To a rough approximation you will have somewhere between 2500-5000 IOPs per PS array depending on drive type and RAID type. If you provide enough total IOPs then the automated management process should eventually give you good performance even if you simply lump all volumes into a single pool.
However if you want to guarantee that your logs, databases, temp stores, OS drives etc are actually isolated from each other you can do a couple of things. Firstly you can define a RAID preference for a volume which will guarantee that the specific volume is always stored only on arrays of that RAID type (if they are present in the pool the volume belongs to). Secondly you can define tiered storage pools that only contain arrays that deliver the various grades of performance you require for that particular tier and then distribute your volumes into the appropriate pools. The health warning that comes with this approach is that you will generally need a lot of arrays for this to actually deliver better overall performance - that may be less important to you than guaranteeing the performance on your critical volumes though so it is often still the best choice. Dell's reference architecture for Oracle DB's uses one pool with 2 RAID 10 arrays for Data, Voting disk and the OCR, and a separate pool with a single RAID 5 array for the Flash Recovery Area.
At all points in time with Equallogic you should ask yourself if the decisions you are making with regard to enforced partitioning are going to provide better aggregate performance for your volumes in terms of available network interfaces, disk spindles and controllers. If you can't answer that then opt for the minimum number of pools and leave it handle the details or get an Equallogic specialist in to do a real design. If you only have one array then there is nothing you can do in terms of separating volumes.
Solution 3:
We store our DBs on single SAN boxes but with separate data, log and backup LUNs, each on different disk groups, tiered by speed - with have our logs on RAID 10 15Krpm LUNs, data on RAID 1 10/15krpm LUNs and backup onto RAID 5 7.2krpm LUNs. We also present logs and data through different controllers on the same SAN.
Solution 4:
Great question!
First take a look at Brent Ozar's "Steel Cage BlogMatch" debate on this issue.
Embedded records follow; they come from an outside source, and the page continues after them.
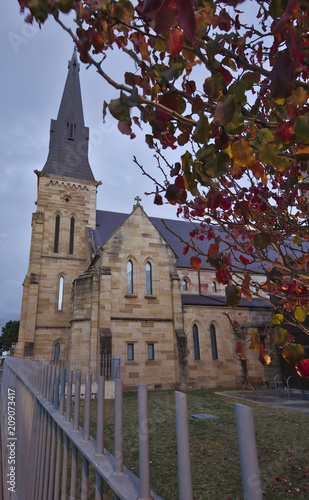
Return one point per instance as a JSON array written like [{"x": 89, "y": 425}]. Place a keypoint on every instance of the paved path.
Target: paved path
[{"x": 296, "y": 403}]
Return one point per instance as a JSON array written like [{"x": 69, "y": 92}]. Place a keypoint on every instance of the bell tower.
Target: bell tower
[{"x": 66, "y": 211}]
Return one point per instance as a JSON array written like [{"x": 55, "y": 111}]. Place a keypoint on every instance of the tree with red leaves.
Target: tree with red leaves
[{"x": 228, "y": 82}]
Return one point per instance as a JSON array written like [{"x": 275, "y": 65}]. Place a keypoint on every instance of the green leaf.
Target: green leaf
[
  {"x": 277, "y": 319},
  {"x": 293, "y": 353},
  {"x": 176, "y": 68},
  {"x": 252, "y": 77},
  {"x": 202, "y": 130},
  {"x": 232, "y": 295},
  {"x": 300, "y": 314},
  {"x": 278, "y": 336},
  {"x": 267, "y": 152},
  {"x": 261, "y": 240},
  {"x": 119, "y": 108},
  {"x": 301, "y": 127},
  {"x": 213, "y": 86},
  {"x": 264, "y": 134},
  {"x": 217, "y": 164},
  {"x": 224, "y": 111}
]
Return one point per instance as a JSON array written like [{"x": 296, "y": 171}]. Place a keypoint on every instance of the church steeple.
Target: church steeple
[{"x": 68, "y": 147}]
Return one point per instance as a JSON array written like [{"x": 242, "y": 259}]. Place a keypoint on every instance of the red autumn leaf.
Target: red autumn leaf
[
  {"x": 213, "y": 249},
  {"x": 186, "y": 18},
  {"x": 223, "y": 276},
  {"x": 195, "y": 263},
  {"x": 158, "y": 198},
  {"x": 291, "y": 9},
  {"x": 224, "y": 21},
  {"x": 180, "y": 182},
  {"x": 245, "y": 286},
  {"x": 171, "y": 194},
  {"x": 294, "y": 48},
  {"x": 284, "y": 132},
  {"x": 197, "y": 104},
  {"x": 264, "y": 357},
  {"x": 226, "y": 203},
  {"x": 163, "y": 13},
  {"x": 214, "y": 200},
  {"x": 239, "y": 350},
  {"x": 302, "y": 368},
  {"x": 244, "y": 260},
  {"x": 174, "y": 41}
]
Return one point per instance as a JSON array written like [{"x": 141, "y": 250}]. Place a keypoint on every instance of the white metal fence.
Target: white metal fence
[
  {"x": 41, "y": 439},
  {"x": 106, "y": 365}
]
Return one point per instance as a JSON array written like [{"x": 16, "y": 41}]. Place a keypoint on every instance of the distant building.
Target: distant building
[{"x": 104, "y": 282}]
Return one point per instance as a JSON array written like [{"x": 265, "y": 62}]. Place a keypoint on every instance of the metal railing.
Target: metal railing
[
  {"x": 106, "y": 365},
  {"x": 41, "y": 441}
]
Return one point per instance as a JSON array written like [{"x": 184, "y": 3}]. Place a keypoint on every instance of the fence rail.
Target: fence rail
[
  {"x": 42, "y": 439},
  {"x": 106, "y": 365}
]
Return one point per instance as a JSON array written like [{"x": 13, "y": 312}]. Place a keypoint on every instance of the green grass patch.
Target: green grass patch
[{"x": 282, "y": 442}]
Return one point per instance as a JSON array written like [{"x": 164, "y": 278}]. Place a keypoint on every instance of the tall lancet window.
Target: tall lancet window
[
  {"x": 71, "y": 244},
  {"x": 71, "y": 131},
  {"x": 57, "y": 233},
  {"x": 60, "y": 293},
  {"x": 196, "y": 343},
  {"x": 129, "y": 277},
  {"x": 148, "y": 279},
  {"x": 213, "y": 340}
]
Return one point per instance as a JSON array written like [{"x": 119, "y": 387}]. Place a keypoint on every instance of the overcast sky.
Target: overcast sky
[{"x": 33, "y": 74}]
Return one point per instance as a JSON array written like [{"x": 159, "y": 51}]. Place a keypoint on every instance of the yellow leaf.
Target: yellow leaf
[
  {"x": 242, "y": 154},
  {"x": 254, "y": 345},
  {"x": 300, "y": 314}
]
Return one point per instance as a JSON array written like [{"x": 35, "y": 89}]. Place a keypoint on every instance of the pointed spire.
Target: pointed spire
[{"x": 68, "y": 147}]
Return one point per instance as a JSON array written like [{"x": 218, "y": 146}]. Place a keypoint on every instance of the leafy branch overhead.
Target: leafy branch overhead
[{"x": 226, "y": 82}]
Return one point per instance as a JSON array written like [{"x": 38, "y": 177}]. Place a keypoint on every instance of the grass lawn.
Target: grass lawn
[{"x": 282, "y": 442}]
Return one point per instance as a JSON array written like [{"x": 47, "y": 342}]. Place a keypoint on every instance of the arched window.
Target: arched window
[
  {"x": 196, "y": 343},
  {"x": 71, "y": 244},
  {"x": 57, "y": 350},
  {"x": 60, "y": 293},
  {"x": 213, "y": 340},
  {"x": 129, "y": 277},
  {"x": 148, "y": 279},
  {"x": 57, "y": 232}
]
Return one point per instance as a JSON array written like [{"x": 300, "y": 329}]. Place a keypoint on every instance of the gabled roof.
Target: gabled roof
[
  {"x": 68, "y": 147},
  {"x": 109, "y": 222},
  {"x": 219, "y": 301}
]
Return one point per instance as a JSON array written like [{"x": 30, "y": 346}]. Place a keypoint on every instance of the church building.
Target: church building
[{"x": 102, "y": 282}]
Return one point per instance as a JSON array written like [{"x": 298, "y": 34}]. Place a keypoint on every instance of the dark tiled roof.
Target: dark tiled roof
[
  {"x": 219, "y": 301},
  {"x": 68, "y": 148},
  {"x": 108, "y": 222}
]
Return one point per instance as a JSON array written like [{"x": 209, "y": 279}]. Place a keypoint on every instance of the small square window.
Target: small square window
[
  {"x": 130, "y": 352},
  {"x": 150, "y": 352}
]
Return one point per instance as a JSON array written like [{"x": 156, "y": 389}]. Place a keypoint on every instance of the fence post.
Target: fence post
[
  {"x": 183, "y": 447},
  {"x": 100, "y": 416},
  {"x": 118, "y": 458},
  {"x": 250, "y": 472},
  {"x": 69, "y": 397},
  {"x": 143, "y": 442},
  {"x": 76, "y": 401},
  {"x": 88, "y": 384}
]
At our company, for most servers, we put Data and Logs on the same SAN drive, and leave it up to the SAN team to make sure everything works right.
I'm starting to think this isn't the best strategy, especially for higher-volume servers. The underlying problem is that I really have no way to verify that the SAN team is really doing anything more than slapping together enough drives for the space we need. We don't run IO benchmarks against the SAN drives from our side or anything, we kind of just assume that they are "doing their job" (adjusting for performance as well as space), which is probably a bit naive.
My other thought is that the kind of access that data vs logs need is different. I'll try to find the article I read recently that was talking about how the two different drive types really should be optimized in very different ways (I think one needed optimization for sequential writes, the other needed optimization for random reads, something like that.)